Objective: Eosinophils are one of the least abundant leukocytes in blood circulation; however, they compensate for this sparsity by highly potent content of their granules. Their involvement in numerous pathological conditions including acute and chronic infections make them an interesting research area for the field of immunology. Eosinophils play critical roles in the maintenance of immune homeostasis through their effector and modulatory functions in shaping innate and adaptive responses. Although they are mainly known for their roles in parasitic infections, it has become increasingly clear that eosinophils function not only in fungal, bacterial and viral infections, but also in tissue repair and signaling pathways regulating mast cells, Th2 and B cells. Of all the mediators of innate immunity, pattern recognition receptors (PRRs) are of great importance in the context of the stimuli. Therefore, we analyzed and cross-checked mRNA expression profiles of membrane-bound and cytosolic PRRs by comparing EoL-1 and HL-60 human eosinophil like cell lines to human primary eosinophils in silico.
Materials and Methods: Utilizing publicly available databases, we analyzed PRR repertoires of eosinophils to determine the most ideal cell line models for in vitro mechanistic studies, requiring high protein and mRNA yields.

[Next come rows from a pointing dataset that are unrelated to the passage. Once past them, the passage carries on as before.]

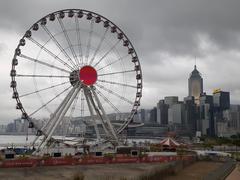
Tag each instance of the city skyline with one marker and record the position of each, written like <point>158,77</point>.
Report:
<point>166,48</point>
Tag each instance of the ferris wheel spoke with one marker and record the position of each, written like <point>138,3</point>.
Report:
<point>119,59</point>
<point>99,46</point>
<point>43,63</point>
<point>58,45</point>
<point>82,103</point>
<point>68,120</point>
<point>108,101</point>
<point>42,76</point>
<point>115,94</point>
<point>51,100</point>
<point>51,53</point>
<point>79,39</point>
<point>68,41</point>
<point>100,60</point>
<point>117,83</point>
<point>89,41</point>
<point>119,72</point>
<point>40,90</point>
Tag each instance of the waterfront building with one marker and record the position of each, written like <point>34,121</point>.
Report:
<point>162,113</point>
<point>170,100</point>
<point>206,122</point>
<point>195,85</point>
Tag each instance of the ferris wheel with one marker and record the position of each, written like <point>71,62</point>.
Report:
<point>76,64</point>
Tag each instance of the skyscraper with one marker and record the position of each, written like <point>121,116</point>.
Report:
<point>195,85</point>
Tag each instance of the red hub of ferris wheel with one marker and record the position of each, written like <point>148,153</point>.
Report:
<point>88,75</point>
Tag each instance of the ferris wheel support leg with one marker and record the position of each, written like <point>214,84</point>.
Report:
<point>56,118</point>
<point>62,114</point>
<point>105,115</point>
<point>92,115</point>
<point>49,122</point>
<point>89,95</point>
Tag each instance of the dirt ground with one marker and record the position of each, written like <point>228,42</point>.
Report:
<point>105,172</point>
<point>91,172</point>
<point>235,175</point>
<point>195,171</point>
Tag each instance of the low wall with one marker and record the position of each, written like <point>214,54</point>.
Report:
<point>222,172</point>
<point>87,160</point>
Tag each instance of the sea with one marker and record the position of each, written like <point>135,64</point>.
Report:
<point>23,140</point>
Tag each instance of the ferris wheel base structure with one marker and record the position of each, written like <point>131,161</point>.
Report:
<point>73,64</point>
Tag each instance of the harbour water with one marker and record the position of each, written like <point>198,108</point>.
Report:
<point>13,140</point>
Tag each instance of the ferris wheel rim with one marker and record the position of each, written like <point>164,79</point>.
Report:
<point>103,19</point>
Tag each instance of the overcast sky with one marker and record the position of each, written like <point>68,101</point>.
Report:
<point>167,35</point>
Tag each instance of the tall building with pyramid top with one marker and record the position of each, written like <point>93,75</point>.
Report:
<point>195,85</point>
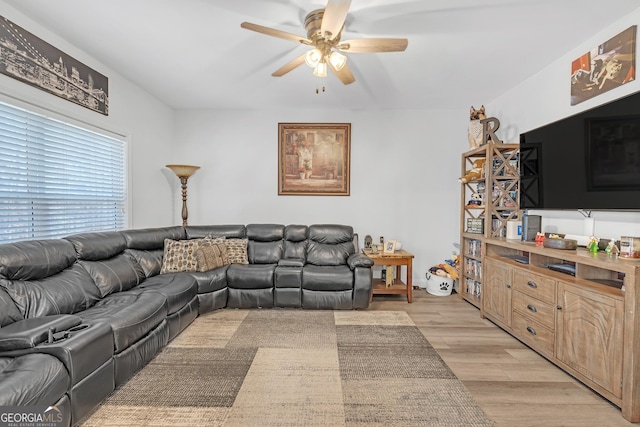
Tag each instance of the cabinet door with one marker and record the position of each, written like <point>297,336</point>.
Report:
<point>589,335</point>
<point>496,298</point>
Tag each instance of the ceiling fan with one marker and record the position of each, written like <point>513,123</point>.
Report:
<point>324,29</point>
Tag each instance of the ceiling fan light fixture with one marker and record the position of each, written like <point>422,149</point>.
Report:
<point>320,70</point>
<point>313,58</point>
<point>337,60</point>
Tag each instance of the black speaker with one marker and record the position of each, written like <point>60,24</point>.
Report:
<point>531,225</point>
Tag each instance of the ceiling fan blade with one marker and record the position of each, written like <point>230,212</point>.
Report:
<point>373,45</point>
<point>333,18</point>
<point>344,74</point>
<point>275,33</point>
<point>289,66</point>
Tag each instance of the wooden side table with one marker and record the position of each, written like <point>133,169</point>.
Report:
<point>398,258</point>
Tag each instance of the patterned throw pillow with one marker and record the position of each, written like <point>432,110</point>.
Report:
<point>179,255</point>
<point>237,249</point>
<point>211,255</point>
<point>211,241</point>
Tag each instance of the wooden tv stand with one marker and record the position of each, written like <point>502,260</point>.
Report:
<point>587,324</point>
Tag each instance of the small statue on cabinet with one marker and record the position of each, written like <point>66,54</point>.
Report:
<point>475,126</point>
<point>475,200</point>
<point>475,172</point>
<point>612,248</point>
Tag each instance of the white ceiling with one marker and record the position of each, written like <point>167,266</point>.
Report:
<point>193,53</point>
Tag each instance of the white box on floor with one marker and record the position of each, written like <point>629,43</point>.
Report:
<point>438,285</point>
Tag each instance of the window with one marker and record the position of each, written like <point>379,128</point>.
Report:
<point>57,179</point>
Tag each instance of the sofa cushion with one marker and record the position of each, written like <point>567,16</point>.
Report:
<point>324,254</point>
<point>228,231</point>
<point>327,278</point>
<point>330,244</point>
<point>295,241</point>
<point>252,276</point>
<point>149,260</point>
<point>150,239</point>
<point>211,255</point>
<point>70,291</point>
<point>265,252</point>
<point>237,250</point>
<point>265,232</point>
<point>35,259</point>
<point>115,274</point>
<point>211,280</point>
<point>9,313</point>
<point>131,315</point>
<point>32,380</point>
<point>98,246</point>
<point>177,288</point>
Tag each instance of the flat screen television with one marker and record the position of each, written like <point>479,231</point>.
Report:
<point>587,161</point>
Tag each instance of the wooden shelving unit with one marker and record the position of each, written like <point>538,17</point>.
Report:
<point>498,188</point>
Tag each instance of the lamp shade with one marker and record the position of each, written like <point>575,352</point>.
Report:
<point>337,60</point>
<point>313,57</point>
<point>183,170</point>
<point>320,70</point>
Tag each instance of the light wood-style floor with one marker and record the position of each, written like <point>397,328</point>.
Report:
<point>513,384</point>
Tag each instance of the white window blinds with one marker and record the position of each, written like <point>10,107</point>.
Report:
<point>57,179</point>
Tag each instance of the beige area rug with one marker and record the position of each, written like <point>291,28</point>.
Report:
<point>294,368</point>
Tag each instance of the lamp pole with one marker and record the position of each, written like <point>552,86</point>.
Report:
<point>183,172</point>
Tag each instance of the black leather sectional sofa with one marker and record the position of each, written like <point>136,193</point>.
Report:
<point>80,315</point>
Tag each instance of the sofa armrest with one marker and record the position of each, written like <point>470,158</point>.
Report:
<point>359,260</point>
<point>28,333</point>
<point>291,262</point>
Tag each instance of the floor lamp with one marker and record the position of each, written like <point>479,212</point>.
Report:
<point>184,172</point>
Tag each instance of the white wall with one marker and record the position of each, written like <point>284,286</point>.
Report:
<point>544,98</point>
<point>404,170</point>
<point>142,119</point>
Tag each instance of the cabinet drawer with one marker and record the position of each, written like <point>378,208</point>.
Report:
<point>534,309</point>
<point>535,285</point>
<point>533,333</point>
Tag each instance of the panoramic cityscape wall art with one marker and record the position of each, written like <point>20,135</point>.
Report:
<point>31,60</point>
<point>605,67</point>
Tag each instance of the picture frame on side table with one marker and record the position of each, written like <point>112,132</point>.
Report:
<point>390,246</point>
<point>314,159</point>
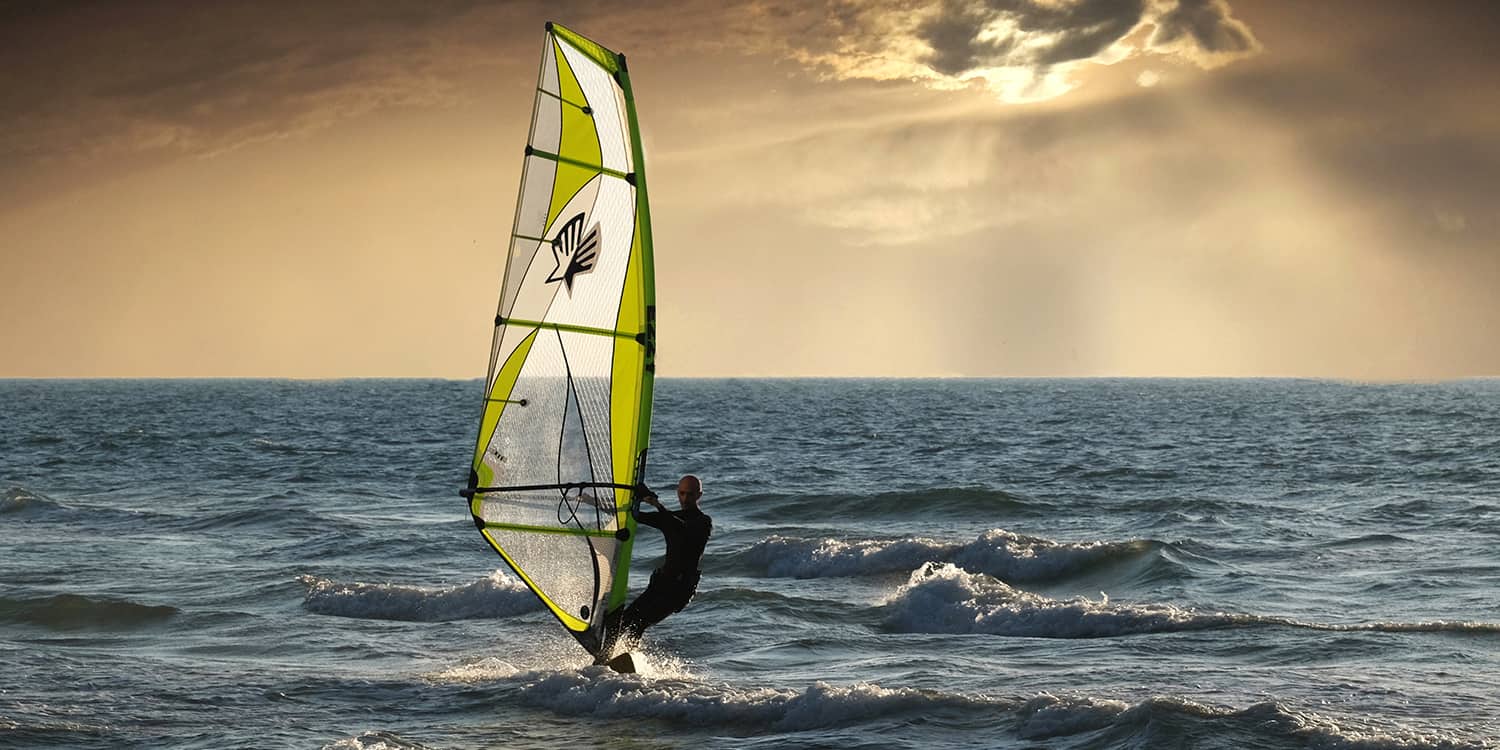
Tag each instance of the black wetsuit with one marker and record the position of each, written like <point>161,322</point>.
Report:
<point>672,584</point>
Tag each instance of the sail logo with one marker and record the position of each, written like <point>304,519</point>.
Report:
<point>575,252</point>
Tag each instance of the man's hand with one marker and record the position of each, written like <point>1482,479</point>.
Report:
<point>648,497</point>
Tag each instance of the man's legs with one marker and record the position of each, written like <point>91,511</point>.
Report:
<point>651,606</point>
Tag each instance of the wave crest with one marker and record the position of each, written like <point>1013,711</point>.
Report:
<point>939,597</point>
<point>1002,554</point>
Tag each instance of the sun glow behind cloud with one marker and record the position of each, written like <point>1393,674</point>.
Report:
<point>852,188</point>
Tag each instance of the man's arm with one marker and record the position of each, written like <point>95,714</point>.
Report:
<point>660,516</point>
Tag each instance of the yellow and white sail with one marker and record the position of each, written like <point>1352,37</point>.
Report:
<point>567,398</point>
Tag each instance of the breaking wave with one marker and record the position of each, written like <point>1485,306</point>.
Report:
<point>939,597</point>
<point>1001,554</point>
<point>1155,722</point>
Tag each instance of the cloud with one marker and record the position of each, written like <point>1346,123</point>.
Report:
<point>1025,50</point>
<point>1203,32</point>
<point>101,80</point>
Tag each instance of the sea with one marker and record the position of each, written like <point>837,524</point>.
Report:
<point>896,564</point>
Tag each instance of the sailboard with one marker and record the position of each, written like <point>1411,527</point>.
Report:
<point>566,419</point>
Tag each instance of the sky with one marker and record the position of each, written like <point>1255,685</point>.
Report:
<point>858,188</point>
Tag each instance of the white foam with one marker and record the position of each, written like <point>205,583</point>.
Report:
<point>374,741</point>
<point>1047,717</point>
<point>939,597</point>
<point>605,695</point>
<point>495,596</point>
<point>1002,554</point>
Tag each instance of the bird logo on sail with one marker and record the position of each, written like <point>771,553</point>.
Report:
<point>575,252</point>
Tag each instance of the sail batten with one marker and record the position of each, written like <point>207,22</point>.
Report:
<point>567,398</point>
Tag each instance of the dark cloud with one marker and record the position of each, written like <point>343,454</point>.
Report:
<point>1208,24</point>
<point>86,80</point>
<point>1038,33</point>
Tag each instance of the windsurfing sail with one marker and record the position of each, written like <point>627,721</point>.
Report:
<point>567,399</point>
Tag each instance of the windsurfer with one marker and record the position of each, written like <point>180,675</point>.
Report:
<point>672,585</point>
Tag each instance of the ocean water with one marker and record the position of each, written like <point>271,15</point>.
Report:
<point>977,563</point>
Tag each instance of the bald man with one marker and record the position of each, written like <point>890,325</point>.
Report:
<point>672,584</point>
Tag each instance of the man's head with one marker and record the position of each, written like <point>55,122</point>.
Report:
<point>687,491</point>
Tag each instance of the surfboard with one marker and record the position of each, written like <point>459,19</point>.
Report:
<point>566,416</point>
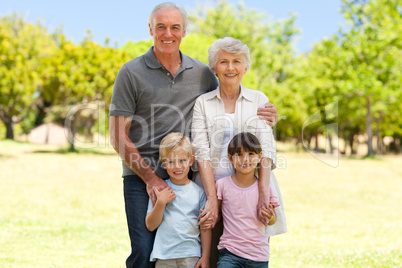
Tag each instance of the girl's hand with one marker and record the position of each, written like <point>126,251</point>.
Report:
<point>202,263</point>
<point>206,221</point>
<point>210,211</point>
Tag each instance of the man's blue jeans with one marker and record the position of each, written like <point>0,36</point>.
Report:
<point>136,202</point>
<point>229,260</point>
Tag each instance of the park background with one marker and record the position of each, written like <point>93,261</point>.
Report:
<point>339,134</point>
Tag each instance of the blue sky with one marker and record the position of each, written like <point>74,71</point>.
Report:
<point>124,20</point>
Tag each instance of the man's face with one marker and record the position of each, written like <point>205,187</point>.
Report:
<point>167,30</point>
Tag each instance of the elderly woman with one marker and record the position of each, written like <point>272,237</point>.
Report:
<point>217,117</point>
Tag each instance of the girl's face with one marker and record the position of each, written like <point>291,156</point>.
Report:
<point>177,164</point>
<point>245,162</point>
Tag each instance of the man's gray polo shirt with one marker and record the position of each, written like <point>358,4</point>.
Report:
<point>158,103</point>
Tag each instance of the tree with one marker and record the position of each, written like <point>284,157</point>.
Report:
<point>373,45</point>
<point>24,47</point>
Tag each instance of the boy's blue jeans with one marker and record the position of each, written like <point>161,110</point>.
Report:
<point>229,260</point>
<point>136,203</point>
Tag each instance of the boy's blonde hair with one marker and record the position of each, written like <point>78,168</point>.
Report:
<point>172,142</point>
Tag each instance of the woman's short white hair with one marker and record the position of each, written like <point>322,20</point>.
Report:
<point>231,45</point>
<point>170,5</point>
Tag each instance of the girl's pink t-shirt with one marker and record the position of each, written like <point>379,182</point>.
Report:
<point>243,233</point>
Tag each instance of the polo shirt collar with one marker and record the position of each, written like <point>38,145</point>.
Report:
<point>244,93</point>
<point>151,62</point>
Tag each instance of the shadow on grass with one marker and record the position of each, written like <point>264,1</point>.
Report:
<point>67,151</point>
<point>370,157</point>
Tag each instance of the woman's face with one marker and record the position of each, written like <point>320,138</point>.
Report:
<point>230,68</point>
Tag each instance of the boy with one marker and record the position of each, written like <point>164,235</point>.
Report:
<point>177,241</point>
<point>244,241</point>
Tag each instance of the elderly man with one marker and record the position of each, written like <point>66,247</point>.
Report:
<point>154,95</point>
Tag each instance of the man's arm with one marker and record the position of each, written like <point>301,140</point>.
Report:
<point>119,127</point>
<point>268,113</point>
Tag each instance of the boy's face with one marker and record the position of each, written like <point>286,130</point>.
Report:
<point>245,162</point>
<point>177,165</point>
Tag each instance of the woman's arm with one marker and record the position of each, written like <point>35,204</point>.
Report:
<point>208,181</point>
<point>206,238</point>
<point>200,140</point>
<point>265,135</point>
<point>264,173</point>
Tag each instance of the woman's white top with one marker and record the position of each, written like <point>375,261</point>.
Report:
<point>208,134</point>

Results: Our findings revealed that toll-like receptors 2 and NOD-like receptor 3 (NLRP3) had higher basal expressions in both cell lines than human primary eosinophils as opposed to NLRP12, laboratory of genetics and physiology 2 (LGP2), Dectin-1, whose expressions were higher in primary eosinophils than in both cell lines.
Conclusion: These data might attribute new physiological functions to these receptors of NLR, RIG-I like receptor and C-type lectin receptor families in eosinophil immunity.